Guo Jie, Wu Xiaomei, Zhang Da-Yong, Lin Kui
MOE Key Laboratory for Biodiversity Science and Ecological Engineering and College of Life Sciences, Beijing Normal University, Beijing 100875, China.
Nucleic Acids Res. 2008 Apr;36(6):2002-11. doi: 10.1093/nar/gkn016. Epub 2008 Feb 14.

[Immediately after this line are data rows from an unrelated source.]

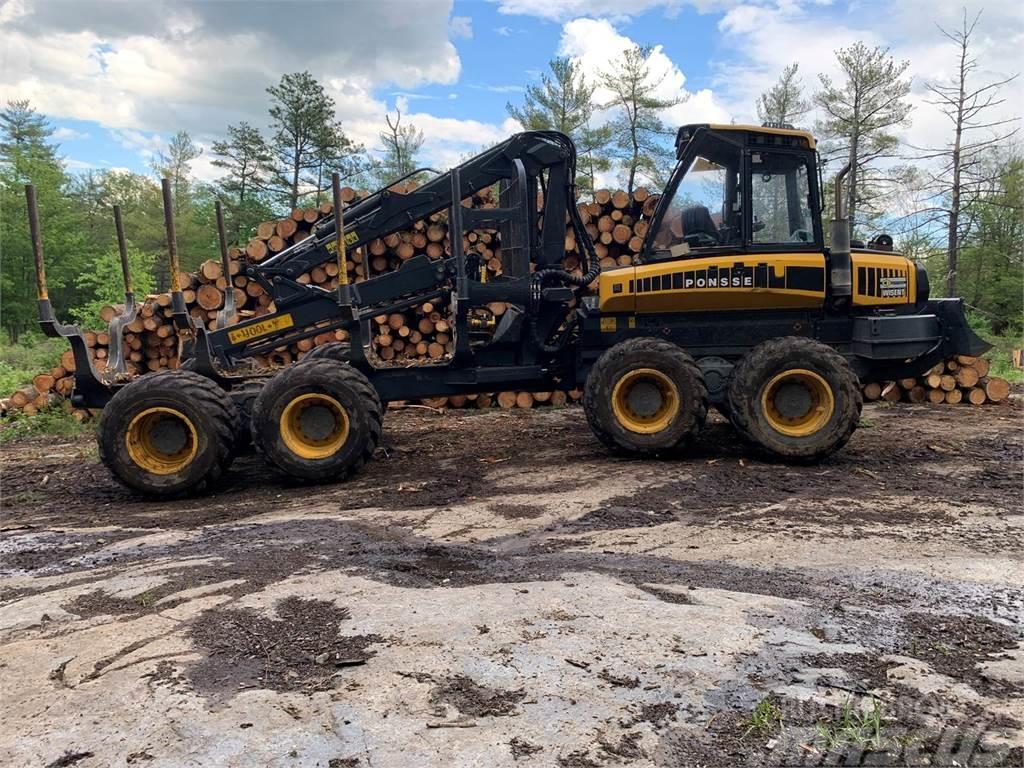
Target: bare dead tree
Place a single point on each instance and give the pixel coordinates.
(962, 176)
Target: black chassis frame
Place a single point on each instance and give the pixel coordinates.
(518, 356)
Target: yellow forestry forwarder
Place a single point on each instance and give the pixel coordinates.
(734, 302)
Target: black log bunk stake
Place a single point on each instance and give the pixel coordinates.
(117, 361)
(226, 315)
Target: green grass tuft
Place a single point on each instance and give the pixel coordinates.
(766, 718)
(51, 421)
(854, 727)
(33, 354)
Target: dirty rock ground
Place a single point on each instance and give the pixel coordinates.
(497, 590)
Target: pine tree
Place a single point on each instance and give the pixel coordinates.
(963, 174)
(400, 145)
(245, 157)
(564, 101)
(784, 103)
(299, 111)
(637, 131)
(860, 114)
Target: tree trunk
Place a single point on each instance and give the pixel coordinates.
(952, 244)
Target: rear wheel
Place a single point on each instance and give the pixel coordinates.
(645, 396)
(318, 421)
(169, 433)
(796, 397)
(335, 350)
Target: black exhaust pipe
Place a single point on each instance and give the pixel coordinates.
(839, 252)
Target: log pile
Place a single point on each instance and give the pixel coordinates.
(958, 380)
(616, 222)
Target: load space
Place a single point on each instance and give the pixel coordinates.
(494, 278)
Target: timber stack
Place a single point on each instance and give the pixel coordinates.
(958, 380)
(617, 223)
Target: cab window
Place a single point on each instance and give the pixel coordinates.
(779, 199)
(706, 209)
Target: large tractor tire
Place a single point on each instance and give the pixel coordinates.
(645, 396)
(795, 397)
(318, 421)
(169, 433)
(335, 350)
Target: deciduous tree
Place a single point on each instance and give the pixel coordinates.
(638, 133)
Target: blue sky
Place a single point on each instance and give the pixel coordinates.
(118, 79)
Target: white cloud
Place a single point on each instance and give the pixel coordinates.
(596, 43)
(64, 133)
(78, 165)
(202, 66)
(560, 10)
(499, 88)
(774, 36)
(461, 27)
(144, 143)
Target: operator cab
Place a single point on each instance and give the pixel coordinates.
(737, 189)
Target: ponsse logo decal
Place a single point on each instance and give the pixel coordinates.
(738, 275)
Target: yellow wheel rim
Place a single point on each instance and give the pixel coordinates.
(162, 440)
(314, 426)
(798, 402)
(645, 400)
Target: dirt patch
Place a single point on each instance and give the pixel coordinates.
(300, 650)
(668, 596)
(867, 670)
(520, 748)
(577, 759)
(517, 511)
(617, 516)
(98, 603)
(658, 714)
(473, 699)
(36, 553)
(627, 748)
(69, 759)
(620, 681)
(955, 645)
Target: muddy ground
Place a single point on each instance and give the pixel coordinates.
(496, 590)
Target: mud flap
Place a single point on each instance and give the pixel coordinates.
(957, 336)
(895, 346)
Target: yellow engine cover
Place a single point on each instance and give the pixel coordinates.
(777, 281)
(883, 280)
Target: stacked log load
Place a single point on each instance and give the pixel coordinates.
(616, 222)
(958, 380)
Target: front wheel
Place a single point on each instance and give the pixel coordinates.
(796, 397)
(318, 421)
(645, 396)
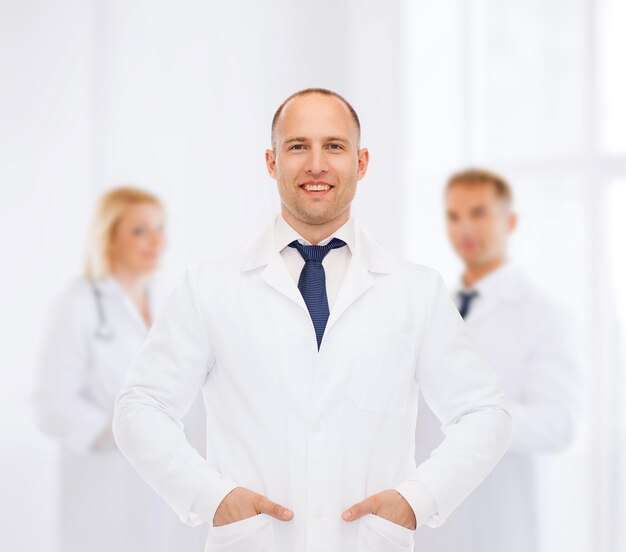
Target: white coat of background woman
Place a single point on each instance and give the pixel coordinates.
(95, 328)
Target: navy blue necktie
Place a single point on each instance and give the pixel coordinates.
(466, 302)
(312, 282)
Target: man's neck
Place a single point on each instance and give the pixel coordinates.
(474, 273)
(315, 233)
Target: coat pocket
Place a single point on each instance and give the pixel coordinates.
(382, 373)
(377, 533)
(253, 534)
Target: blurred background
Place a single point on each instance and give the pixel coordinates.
(177, 97)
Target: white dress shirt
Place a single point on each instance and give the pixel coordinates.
(335, 262)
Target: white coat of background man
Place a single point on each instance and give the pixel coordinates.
(529, 339)
(310, 372)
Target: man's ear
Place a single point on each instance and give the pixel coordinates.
(364, 159)
(512, 222)
(270, 162)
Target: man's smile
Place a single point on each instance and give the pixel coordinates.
(316, 188)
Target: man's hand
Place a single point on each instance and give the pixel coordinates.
(241, 503)
(389, 504)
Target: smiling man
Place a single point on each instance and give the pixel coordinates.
(309, 346)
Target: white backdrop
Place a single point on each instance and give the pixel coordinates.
(177, 97)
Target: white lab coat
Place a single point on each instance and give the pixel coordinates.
(314, 431)
(530, 340)
(104, 505)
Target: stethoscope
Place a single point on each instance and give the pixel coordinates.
(103, 331)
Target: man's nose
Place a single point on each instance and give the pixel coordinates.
(316, 162)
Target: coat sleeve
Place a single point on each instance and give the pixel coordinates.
(461, 389)
(545, 414)
(61, 408)
(160, 387)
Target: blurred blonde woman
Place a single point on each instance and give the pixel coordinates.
(96, 327)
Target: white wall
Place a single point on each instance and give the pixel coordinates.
(46, 139)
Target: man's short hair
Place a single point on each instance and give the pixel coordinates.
(475, 176)
(323, 92)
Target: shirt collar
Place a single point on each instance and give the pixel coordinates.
(284, 234)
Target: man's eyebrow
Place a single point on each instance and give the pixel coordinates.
(295, 139)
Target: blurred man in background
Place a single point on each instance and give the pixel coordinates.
(529, 340)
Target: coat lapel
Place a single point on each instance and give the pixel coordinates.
(367, 259)
(262, 255)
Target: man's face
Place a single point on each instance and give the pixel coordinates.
(316, 161)
(479, 222)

High-throughput studies of protein interactions may have produced, experimentally and computationally, the most comprehensive protein-protein interaction datasets in the completely sequenced genomes. It provides us an opportunity on a proteome scale, to discover the underlying protein interaction patterns. Here, we propose an approach to discovering motif pairs at interaction sites (often 3-8 residues) that are essential for understanding protein functions and helpful for the rational design of protein engineering and folding experiments. A gold standard positive (interacting) dataset and a gold standard negative (non-interacting) dataset were mined to infer the interacting motif pairs that are significantly overrepresented in the positive dataset compared to the negative dataset. Four negative datasets assembled by different strategies were evaluated and the one with the best performance was used as the gold standard negatives for further analysis. Meanwhile, to assess the efficiency of our method in detecting potential interacting motif pairs, other approaches developed previously were compared, and we found that our method achieved the highest prediction accuracy. In addition, many uncharacterized motif pairs of interest were found to be functional with experimental evidence in other species. This investigation demonstrates the important effects of a high-quality negative dataset on the performance of such statistical inference.
蛋白质相互作用的高通量研究可能已经通过实验和计算方法,在全测序基因组中产生了最全面的蛋白质-蛋白质相互作用数据集。它为我们提供了一个在蛋白质组规模上发现潜在蛋白质相互作用模式的机会。在此,我们提出一种方法来发现相互作用位点(通常为3至8个残基)上的基序对,这些基序对对于理解蛋白质功能至关重要,并且有助于合理设计蛋白质工程和折叠实验。通过挖掘一个金标准阳性(相互作用)数据集和一个金标准阴性(非相互作用)数据集,以推断与阴性数据集相比在阳性数据集中显著富集的相互作用基序对。对通过不同策略组装的四个阴性数据集进行了评估,并将性能最佳的那个用作金标准阴性数据集进行进一步分析。同时,为了评估我们的方法在检测潜在相互作用基序对方面的效率,将其与先前开发的其他方法进行了比较,我们发现我们的方法实现了最高的预测准确性。此外,许多未表征的感兴趣基序对在其他物种中被发现具有实验证据支持的功能。这项研究证明了高质量阴性数据集对此类统计推断性能的重要影响。